Wednesday, November 21, 2012

Mexico is in pole position in the race for PV grid parity


The Eclareon PV Grid Parity Monitor, which will be updated in each U.S. academic semester, evaluates how close each of the 14 cities studied across seven countries – Brazil, Chile, Germany, Italy, Mexico, Spain and the U.S. – is to residential grid parity in terms of LCOE, and also how regulation in each of the regions will assist or handicap grid parity.
The criteria Eclareon used to assess photovoltaic grid parity took the form of a scale ranging from one to six, where one represented "very far from grid parity" and six represented "full grid parity". Meanwhile, it assessed national regulatory frameworks for PV self-consumption on a scale ranging from "very poor" to "excellent".
Although Germany’s three-bar rating ("Close to grid parity") for proximity to grid parity in Berlin, and four-bar ("Partial grid parity") score for Munich compare favorably to scores of two and three in the Brazilian cities of Sao Paolo and Itacarambi, respectively, Germany’s three-star rating for regulation was outshone by a top rated four-star showing from Brazil, thanks to its recent net-metering legislation.
The assessment of Germany was critical of changes to the EEG's (Renewable Energy law) photovoltaic FIT program, which eliminated the premium formerly paid to encourage self-consumption, and lamented  the fact the FIT paid for small-scale systems to feed excess power into the grid is now lower than the cost of retail electricity in the country.
Mexico is the initial poster boy in the grid parity stakes with Hermosillo, like Las Palmas in Spain, boasting a top rating of six bars, or full grid parity, because the highest photovoltaic LCOE is lower than the standard price of retail electricity, or the lowest peak electricity cost. Mexico City was rated as a five-bar "grid parity" city, meaning the lowest photovoltaic LCOE – rather than the highest – was used for comparison.
This result was again mirrored by Spain, where Madrid was rated "grid parity", but Mexico’s perfect four-star regulatory regime – an accolade also shared by California and Brazil – meant it topped the rankings.
The top rating is achieved in countries where the net metering incentive is equal to the cost of retail electricity and was secured by Mexico’s Medicion Neta regime, which allows solar households to accrue credits in KWh against their electricity bills.

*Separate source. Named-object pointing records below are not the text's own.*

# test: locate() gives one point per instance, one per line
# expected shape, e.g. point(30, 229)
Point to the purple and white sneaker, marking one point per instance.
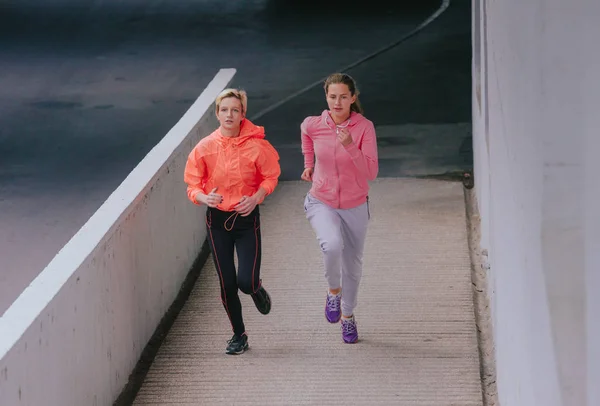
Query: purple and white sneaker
point(349, 331)
point(333, 308)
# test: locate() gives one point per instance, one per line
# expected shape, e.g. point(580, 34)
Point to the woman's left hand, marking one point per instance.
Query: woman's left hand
point(246, 205)
point(344, 137)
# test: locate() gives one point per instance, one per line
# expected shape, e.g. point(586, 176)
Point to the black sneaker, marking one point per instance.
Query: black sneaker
point(237, 345)
point(262, 300)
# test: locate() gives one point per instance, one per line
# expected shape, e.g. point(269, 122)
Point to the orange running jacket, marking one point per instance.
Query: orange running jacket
point(237, 166)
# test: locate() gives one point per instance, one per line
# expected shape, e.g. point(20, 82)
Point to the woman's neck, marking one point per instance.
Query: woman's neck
point(339, 120)
point(230, 133)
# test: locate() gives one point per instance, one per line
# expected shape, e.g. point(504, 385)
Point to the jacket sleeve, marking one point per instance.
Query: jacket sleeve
point(365, 158)
point(307, 146)
point(195, 175)
point(268, 166)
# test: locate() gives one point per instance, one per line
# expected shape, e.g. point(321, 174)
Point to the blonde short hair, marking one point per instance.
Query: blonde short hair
point(237, 93)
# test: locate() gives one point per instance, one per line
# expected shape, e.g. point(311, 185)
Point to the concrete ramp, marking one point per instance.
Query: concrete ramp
point(418, 341)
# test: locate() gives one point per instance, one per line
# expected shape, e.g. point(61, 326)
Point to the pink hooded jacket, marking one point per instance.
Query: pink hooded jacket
point(341, 174)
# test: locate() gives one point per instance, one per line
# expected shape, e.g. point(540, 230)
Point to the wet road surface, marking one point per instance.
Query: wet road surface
point(87, 88)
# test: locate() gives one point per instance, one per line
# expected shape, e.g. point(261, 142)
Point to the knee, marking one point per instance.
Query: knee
point(229, 287)
point(333, 246)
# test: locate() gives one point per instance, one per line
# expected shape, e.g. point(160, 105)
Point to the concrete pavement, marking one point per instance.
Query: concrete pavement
point(418, 341)
point(88, 87)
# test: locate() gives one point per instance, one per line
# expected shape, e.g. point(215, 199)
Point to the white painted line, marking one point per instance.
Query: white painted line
point(34, 299)
point(445, 4)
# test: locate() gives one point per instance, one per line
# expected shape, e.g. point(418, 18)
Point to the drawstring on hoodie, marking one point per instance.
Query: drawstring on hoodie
point(337, 126)
point(234, 215)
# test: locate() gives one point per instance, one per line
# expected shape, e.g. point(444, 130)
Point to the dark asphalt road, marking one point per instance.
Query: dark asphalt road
point(87, 88)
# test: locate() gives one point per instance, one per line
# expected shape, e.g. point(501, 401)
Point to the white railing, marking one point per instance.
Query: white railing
point(75, 334)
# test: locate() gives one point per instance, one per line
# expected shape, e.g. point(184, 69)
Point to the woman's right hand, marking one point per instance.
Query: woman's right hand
point(307, 174)
point(212, 199)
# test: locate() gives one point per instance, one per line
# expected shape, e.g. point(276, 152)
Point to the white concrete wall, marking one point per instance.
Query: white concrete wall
point(75, 334)
point(536, 149)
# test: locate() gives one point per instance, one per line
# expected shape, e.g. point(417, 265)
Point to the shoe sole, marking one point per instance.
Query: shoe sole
point(333, 322)
point(243, 350)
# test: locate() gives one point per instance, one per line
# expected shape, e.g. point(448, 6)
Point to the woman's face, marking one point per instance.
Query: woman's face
point(339, 100)
point(230, 113)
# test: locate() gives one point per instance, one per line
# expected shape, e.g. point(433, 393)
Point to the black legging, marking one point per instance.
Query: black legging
point(227, 230)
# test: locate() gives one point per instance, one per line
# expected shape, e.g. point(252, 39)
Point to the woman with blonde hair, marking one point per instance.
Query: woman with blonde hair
point(337, 205)
point(231, 172)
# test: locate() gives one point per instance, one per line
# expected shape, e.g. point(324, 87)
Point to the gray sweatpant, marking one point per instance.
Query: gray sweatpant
point(341, 235)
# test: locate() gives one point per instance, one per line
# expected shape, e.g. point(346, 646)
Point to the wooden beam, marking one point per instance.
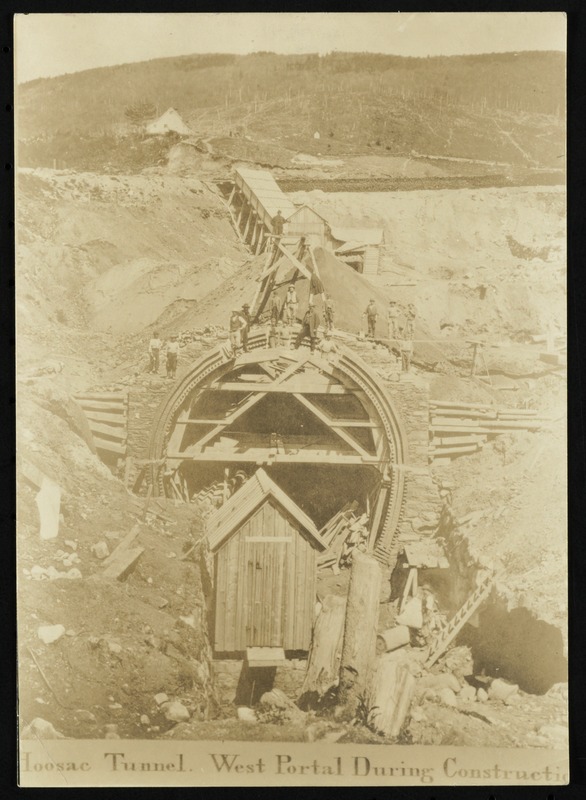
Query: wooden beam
point(336, 428)
point(292, 386)
point(295, 261)
point(230, 419)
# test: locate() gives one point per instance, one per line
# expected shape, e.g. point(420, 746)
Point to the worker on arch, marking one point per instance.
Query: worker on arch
point(291, 304)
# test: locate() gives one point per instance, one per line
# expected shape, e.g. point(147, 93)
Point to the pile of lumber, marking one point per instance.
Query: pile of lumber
point(458, 429)
point(107, 414)
point(343, 534)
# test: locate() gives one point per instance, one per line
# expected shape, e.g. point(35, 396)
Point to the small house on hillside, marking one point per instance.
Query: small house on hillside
point(359, 247)
point(265, 550)
point(304, 221)
point(169, 121)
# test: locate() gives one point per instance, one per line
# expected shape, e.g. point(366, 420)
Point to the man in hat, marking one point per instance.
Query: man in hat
point(329, 313)
point(278, 224)
point(327, 346)
point(291, 304)
point(172, 353)
point(237, 323)
point(392, 320)
point(309, 327)
point(245, 314)
point(371, 314)
point(154, 351)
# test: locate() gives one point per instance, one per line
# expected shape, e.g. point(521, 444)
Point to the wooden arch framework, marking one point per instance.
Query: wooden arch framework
point(371, 436)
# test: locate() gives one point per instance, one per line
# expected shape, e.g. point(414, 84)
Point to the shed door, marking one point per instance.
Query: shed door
point(267, 543)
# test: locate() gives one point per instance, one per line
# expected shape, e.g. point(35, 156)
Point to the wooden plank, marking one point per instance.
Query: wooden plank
point(113, 447)
point(99, 416)
point(106, 396)
point(101, 405)
point(336, 428)
point(108, 430)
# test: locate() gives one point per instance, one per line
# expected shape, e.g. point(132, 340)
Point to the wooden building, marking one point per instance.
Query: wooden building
point(359, 247)
point(304, 221)
point(265, 549)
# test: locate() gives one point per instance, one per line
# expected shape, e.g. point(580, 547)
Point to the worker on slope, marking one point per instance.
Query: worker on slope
point(237, 323)
point(327, 346)
point(154, 353)
point(371, 315)
point(410, 323)
point(291, 304)
point(309, 327)
point(172, 353)
point(245, 314)
point(405, 342)
point(392, 319)
point(275, 309)
point(278, 224)
point(329, 313)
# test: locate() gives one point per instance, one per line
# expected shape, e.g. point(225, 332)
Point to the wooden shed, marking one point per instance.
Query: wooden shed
point(304, 221)
point(265, 549)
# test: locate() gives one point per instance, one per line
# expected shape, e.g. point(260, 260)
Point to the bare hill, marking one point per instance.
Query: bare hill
point(495, 107)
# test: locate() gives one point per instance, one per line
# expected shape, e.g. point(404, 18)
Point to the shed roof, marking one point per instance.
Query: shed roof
point(243, 502)
point(266, 190)
point(427, 554)
point(358, 236)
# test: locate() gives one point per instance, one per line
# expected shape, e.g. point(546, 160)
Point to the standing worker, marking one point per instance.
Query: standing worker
point(237, 323)
point(410, 324)
point(392, 320)
point(405, 342)
point(154, 352)
point(275, 309)
point(245, 314)
point(329, 313)
point(278, 224)
point(371, 314)
point(309, 327)
point(291, 304)
point(172, 353)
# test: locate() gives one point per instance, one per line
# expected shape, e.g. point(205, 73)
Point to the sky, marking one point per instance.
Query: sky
point(53, 44)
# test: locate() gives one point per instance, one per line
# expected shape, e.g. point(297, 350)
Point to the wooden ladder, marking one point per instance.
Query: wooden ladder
point(449, 632)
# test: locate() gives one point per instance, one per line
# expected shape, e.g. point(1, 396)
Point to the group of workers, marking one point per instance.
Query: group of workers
point(172, 351)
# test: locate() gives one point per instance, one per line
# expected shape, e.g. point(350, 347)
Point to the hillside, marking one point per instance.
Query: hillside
point(494, 107)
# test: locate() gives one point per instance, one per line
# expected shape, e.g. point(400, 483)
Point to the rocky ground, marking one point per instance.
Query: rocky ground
point(101, 260)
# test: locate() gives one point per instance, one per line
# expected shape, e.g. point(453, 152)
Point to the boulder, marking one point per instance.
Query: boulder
point(246, 714)
point(50, 633)
point(501, 690)
point(175, 712)
point(445, 680)
point(447, 697)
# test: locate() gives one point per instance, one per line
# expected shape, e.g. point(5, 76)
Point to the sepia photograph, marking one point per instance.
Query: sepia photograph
point(291, 399)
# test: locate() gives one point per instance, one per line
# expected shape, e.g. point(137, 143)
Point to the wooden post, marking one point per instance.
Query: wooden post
point(358, 650)
point(323, 663)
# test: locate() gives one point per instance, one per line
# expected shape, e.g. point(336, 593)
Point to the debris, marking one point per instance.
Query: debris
point(447, 697)
point(392, 639)
point(39, 728)
point(100, 550)
point(122, 564)
point(390, 696)
point(246, 714)
point(445, 680)
point(175, 711)
point(412, 614)
point(501, 690)
point(468, 693)
point(111, 731)
point(50, 633)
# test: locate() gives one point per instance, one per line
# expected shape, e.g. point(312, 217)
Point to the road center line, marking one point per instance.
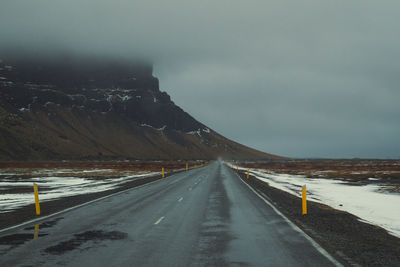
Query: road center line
point(159, 220)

Spain was given the lowest one-star, or "very poor" rating, since the embattled government has yet to pass the draft Balance Neto legislation into law, meaning there is neither a solar support mechanism like FIT, nor an incentive for self-consumption.
With Los Angeles and San Francisco, the cities studied in California, Italy (Rome and Palermo) and Chile (Santiago and Copiapo) completed the line-up.
The measure of proximity to grid parity was in part based on the narrowing of the gap in price terms between the two sources of electricity – PV LCOE to retail electricity prices – from the first semester of 2009 to the present.
Eclareon defines PV Grid Parity as the "moment when PV LCOE becomes competitive with retail electricity prices, assuming that 100% of the electricity is self-consumed instantaneously." It points out, however, that "since 100% of instant self-consumption is not likely to happen in residential systems, net metering/net billing or equivalent mechanisms will be crucial to achieve economic feasibility for this kind of installations."
It further adds that "in order to make the development of a PV self-consumption market possible, policymakers should concentrate their efforts on reducing administrative barriers and creating or improving regulatory mechanisms."